Friday, 13 March 2009

A collection of AK's

AK, as I've already explained, obsesses me for several reasons. That's why I collect them. It's a slow day here at Barclay Perkins so I thought that I'd share a few of them with you.

There are almost as many descriptions of what AK is as there are examples. The table above has fourteen: Mild Bitter Ale, Ale, Bitter, Bitter Ale, Bitter Dinner Ale, Family Ale, Light Amber Ale, Light Bitter, Light Bitter Ale, Light Dinner Ale, Light Pale Ale, Luncheon Ale, Pale Ale, Stock Bitter Ale. Light and Bitter are the two words that crop up the most. So I guess AK was both light and bitter. Light and Bitter? Isn't that what cockneys drank in the 1960's?

The price is much more consistent than the nomenclature. All but three were a shilling a gallon wholesale. A shilling a gallon was the price for standard-strength beer for most of Victoria's reign.

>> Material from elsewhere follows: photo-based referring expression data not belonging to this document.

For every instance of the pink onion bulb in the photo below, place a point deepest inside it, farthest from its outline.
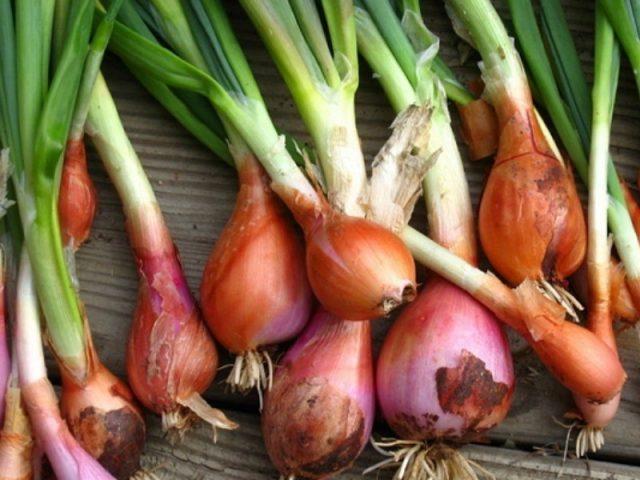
(445, 369)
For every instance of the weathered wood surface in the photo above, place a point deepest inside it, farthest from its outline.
(197, 194)
(240, 456)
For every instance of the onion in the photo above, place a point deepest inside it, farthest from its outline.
(479, 128)
(530, 222)
(67, 458)
(445, 369)
(171, 358)
(358, 270)
(105, 419)
(254, 289)
(78, 198)
(319, 414)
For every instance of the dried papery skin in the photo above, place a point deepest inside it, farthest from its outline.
(445, 369)
(479, 128)
(531, 223)
(254, 290)
(67, 458)
(622, 306)
(105, 419)
(77, 201)
(16, 444)
(5, 356)
(575, 356)
(399, 167)
(171, 358)
(319, 413)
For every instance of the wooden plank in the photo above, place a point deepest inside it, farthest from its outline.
(197, 194)
(241, 455)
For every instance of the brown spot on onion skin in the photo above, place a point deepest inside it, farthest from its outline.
(469, 391)
(311, 429)
(104, 418)
(114, 438)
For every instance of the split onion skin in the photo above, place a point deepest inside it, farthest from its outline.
(319, 414)
(16, 443)
(254, 289)
(77, 202)
(575, 356)
(531, 223)
(68, 459)
(445, 369)
(105, 419)
(170, 353)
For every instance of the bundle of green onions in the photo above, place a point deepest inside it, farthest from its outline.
(246, 316)
(563, 91)
(445, 328)
(36, 109)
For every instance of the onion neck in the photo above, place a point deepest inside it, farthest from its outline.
(505, 81)
(333, 128)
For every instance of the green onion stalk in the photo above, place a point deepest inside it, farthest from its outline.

It's hard to imagine nowadays, isn't it? Beer staying the same price for 50 years.


Matt said...

But are we any nearer discovering what AK stood for or is it destined to be forever unknown? I tend towards the ankel koyt/keut (or whatever the Flemish word is) theory myself because it has the ring of historical accuracy and is the only one that hasn't been disproved unlike Ale for Keeping/Arthur King/Asquith's Knockout.

Gavin said...

There used to be a reproduction Bentley and Shaw price list in the Grove in Huddersfield featuring AK Light Ale. It was from late 19th Century I think. Talking to a member of the Huddersfield branch, he mentioned a Manchester brewer who produced an AK, sorry forgot the name. Apparently someone from Marble Brewery has done a lot of studying into AK also. According to the guy I was talking to he reckons that AK stands for Amber Kitchen. Sounds like a bit of folk etymology to me but who knows. He reckons it was meant to replicate the style of "kitchen" home brewed ale.

Ron Pattinson said...

Gavin, funny you should mention Kitchen ale. I found this one yesterday:

Lion Stem Brewery, Princes Risborough, Bucks., 1883, X Kitchen Ale, 28s. a barrel, 9.33d per gallon.

Mark Oliver said...

Could AK be an "amber stock ale," of low OG?